A dofollow backlink is a normal link that can pass ranking signals. A nofollow backlink uses rel=”nofollow” and tells search engines that the site does not want to endorse the linked page in the normal way. In 2026, both can still matter, but they matter for different reasons.
Are nofollow backlinks useless for SEO?
No. Nofollow backlinks may not pass value like normal editorial links, but they can still bring referral traffic, brand visibility, crawl discovery, and a more natural backlink profile. A nofollow link from a trusted website can be more useful than a weak dofollow link from a spammy page.
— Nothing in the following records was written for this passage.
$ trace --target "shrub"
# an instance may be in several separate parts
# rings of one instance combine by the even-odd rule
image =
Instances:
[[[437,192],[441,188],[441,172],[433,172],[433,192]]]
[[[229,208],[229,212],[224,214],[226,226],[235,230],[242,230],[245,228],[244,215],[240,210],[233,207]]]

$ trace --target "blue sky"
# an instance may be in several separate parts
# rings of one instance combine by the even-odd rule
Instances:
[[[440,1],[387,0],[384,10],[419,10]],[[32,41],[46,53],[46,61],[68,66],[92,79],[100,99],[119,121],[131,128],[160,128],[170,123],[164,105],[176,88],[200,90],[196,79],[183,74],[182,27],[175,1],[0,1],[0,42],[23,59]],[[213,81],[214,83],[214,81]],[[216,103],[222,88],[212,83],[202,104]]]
Are dofollow backlinks always better?
No. A relevant editorial dofollow link is valuable, but a dofollow link from a link farm, hacked page, private blog network, or irrelevant directory can create risk. Quality, relevance, and context matter more than the label alone.
What is rel sponsored?
rel=”sponsored” is used for paid links, sponsorships, affiliate links, and advertising-style links. It helps search engines understand that the link was created because of a commercial relationship.
What is rel UGC?
rel=”ugc” is used for user-generated content links, such as comments, forum posts, and community submissions. It helps separate editorial links from links added by users.
What backlink ratio should I use in 2026?
There is no perfect dofollow to nofollow ratio. A natural backlink profile usually has a mix of normal links, nofollow links, branded links, naked URLs, citations, and mentions. Focus on relevance and quality instead of chasing a fixed percentage.
How do I check if a backlink is dofollow or nofollow?
Open the page, inspect the link in your browser, and look for rel=”nofollow”, rel=”sponsored”, or rel=”ugc”. You can also use backlink tools, browser extensions, or SEO crawlers to check link attributes at scale.
Should I build nofollow links intentionally?
Yes, when the link can bring traffic, trust, or visibility. Forums, social sites, business listings, press releases, and big publications often use nofollow or UGC attributes, but they can still support your brand and content promotion.